So first, if this were a "real-world" problem. Then the answer is 12 because $n$ should be an integer. (E.g. you can have a graph with 12 nodes, but not with 12.5 nodes.)
If we're trying to figure out for which real number $n$ do we have $n! = 10^9$ then we need to understand what that question even means because factorials are only defined for whole numbers. The most common extension of the factorial function to the reals (and complex numbers) is the Gamma function and we can use this (and a computer) to get an answer. The Gamma function is related to the factorial function by $\Gamma(n + 1) = n!$ when $n$ is a whole number.
So the question we want to ask our computer is: solve $\Gamma(n + 1) = 10^9$. But probably we should modify this to: solve $\log \Gamma(n + 1) = 9 \log 10$ since computers have good algorithms for computing $\log \Gamma(x)$ and $10^9$ is quite large so it might be harder to work with numbers at that scale.
If we do this, we get the answer $n \approx 12.2900691486\ldots$.
https://www.wolframalpha.com/input/?i=solve+loggamma%28n+%2B+1%29+%3D+9+log%2810%29
Addendum: so this method also gives a good way to compute the largest integer with $n! \le 10^9$ by rounding down. It's advantage is that if you have a computer algebra system with existing methods, you can program this in 1 line. E.g. in Mathematica, you could write
Floor[n] /. NSolve[{LogGamma[n + 1] == 9 Log[10] && n >= 0}, Reals]

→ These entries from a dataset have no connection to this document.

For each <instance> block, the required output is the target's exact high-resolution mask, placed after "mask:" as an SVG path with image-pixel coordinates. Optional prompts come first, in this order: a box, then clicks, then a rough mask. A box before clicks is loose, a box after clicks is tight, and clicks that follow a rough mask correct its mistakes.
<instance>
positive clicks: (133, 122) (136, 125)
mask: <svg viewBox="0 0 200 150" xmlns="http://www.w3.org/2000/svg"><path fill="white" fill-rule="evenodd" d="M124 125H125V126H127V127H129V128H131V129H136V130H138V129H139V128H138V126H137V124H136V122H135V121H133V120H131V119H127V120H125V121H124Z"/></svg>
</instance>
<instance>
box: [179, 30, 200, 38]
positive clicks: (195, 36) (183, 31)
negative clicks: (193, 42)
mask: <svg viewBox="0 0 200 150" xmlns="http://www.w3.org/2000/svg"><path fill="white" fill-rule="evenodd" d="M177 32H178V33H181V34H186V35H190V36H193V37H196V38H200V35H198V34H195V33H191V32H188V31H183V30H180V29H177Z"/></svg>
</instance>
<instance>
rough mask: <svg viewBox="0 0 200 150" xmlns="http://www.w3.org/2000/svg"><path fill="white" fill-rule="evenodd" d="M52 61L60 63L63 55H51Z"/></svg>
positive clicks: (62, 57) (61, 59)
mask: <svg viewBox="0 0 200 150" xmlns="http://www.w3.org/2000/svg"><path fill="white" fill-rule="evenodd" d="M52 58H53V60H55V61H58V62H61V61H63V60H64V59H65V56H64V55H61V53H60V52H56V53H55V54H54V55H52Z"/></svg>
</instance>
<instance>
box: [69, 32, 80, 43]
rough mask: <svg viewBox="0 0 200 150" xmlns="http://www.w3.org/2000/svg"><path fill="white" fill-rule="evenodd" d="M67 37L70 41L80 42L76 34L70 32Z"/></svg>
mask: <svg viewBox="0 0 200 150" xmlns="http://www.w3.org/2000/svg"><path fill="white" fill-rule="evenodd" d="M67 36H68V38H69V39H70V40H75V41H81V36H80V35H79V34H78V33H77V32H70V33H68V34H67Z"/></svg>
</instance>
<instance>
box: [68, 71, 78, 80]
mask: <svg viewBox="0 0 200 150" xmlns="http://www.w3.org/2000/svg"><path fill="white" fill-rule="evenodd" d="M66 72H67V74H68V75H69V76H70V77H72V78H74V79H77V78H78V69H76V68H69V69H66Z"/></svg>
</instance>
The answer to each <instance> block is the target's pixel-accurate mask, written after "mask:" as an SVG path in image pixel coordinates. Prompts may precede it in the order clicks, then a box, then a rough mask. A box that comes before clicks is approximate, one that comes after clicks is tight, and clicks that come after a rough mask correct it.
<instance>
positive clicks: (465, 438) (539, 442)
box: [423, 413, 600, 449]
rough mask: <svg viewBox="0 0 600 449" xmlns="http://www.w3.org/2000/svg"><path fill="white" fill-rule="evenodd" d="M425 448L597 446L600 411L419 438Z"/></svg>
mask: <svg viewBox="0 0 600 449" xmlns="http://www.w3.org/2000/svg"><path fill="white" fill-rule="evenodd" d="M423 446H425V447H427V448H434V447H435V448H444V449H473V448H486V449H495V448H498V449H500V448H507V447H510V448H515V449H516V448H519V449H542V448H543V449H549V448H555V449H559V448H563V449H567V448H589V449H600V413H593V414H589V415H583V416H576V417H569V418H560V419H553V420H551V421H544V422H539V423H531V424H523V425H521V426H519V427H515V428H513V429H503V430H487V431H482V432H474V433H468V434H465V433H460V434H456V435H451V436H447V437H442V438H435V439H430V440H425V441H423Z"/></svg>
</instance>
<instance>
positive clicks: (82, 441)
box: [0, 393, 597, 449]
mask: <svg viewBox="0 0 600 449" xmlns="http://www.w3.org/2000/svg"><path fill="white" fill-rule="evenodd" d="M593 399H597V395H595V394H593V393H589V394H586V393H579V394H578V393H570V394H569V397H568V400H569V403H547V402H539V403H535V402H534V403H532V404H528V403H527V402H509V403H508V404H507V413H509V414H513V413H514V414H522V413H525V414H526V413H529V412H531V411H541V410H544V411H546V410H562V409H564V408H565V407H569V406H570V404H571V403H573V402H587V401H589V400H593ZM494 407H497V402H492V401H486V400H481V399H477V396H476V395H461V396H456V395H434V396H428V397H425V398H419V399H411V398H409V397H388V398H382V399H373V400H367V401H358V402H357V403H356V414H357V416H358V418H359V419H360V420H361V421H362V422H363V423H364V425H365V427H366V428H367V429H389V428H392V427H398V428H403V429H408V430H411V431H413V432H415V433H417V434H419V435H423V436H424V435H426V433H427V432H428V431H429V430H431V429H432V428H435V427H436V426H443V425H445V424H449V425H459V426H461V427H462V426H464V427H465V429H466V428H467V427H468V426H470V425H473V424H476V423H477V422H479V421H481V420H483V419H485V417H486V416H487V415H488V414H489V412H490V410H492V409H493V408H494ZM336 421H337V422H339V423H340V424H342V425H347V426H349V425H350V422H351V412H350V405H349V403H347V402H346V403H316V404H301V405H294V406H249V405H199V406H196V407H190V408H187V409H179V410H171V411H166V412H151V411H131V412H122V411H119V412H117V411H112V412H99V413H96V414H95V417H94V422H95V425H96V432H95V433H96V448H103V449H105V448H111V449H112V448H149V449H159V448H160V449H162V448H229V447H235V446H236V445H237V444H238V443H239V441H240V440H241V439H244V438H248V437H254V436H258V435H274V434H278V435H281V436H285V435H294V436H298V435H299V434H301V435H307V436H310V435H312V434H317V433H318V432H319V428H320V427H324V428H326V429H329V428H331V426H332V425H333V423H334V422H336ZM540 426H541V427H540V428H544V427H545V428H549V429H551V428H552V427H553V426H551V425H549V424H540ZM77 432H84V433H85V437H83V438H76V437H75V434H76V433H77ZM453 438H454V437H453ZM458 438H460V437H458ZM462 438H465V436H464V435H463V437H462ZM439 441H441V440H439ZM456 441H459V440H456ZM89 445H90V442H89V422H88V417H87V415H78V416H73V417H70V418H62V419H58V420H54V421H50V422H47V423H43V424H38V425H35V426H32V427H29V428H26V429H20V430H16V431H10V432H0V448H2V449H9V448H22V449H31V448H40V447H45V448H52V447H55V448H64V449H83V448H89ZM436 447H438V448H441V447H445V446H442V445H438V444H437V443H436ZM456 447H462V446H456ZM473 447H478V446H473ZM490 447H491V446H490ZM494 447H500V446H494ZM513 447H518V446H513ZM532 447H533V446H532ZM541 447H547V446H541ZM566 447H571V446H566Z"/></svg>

But now let's say we don't have methods already for computing log-gamma or numeric solvers. Then probably the next best thing is to program (or work by hand) some sort of binary search:
- compute $10!, 20!, 30!, \ldots$ etc. until you have two values with $a! < 10^9 < b!$. In our case that would be $10! < 10^9 < 20!$. You can use a larger gap than $10$ if the number is really-really-really big.
- then just repeatedly divide the interval in two: $10! < 10^9 < 15!$
- $10! < 10^9 < 13!$
- $11! < 10^9 < 13!$
- $12! < 10^9 < 13!$
Binary search is generally quite fast. Here we have to compute only 6 factorials: 10, 20, 15, 13, 11, 12. If we did a linear search: 1!, 2!, 3!, ... it would take twice as long.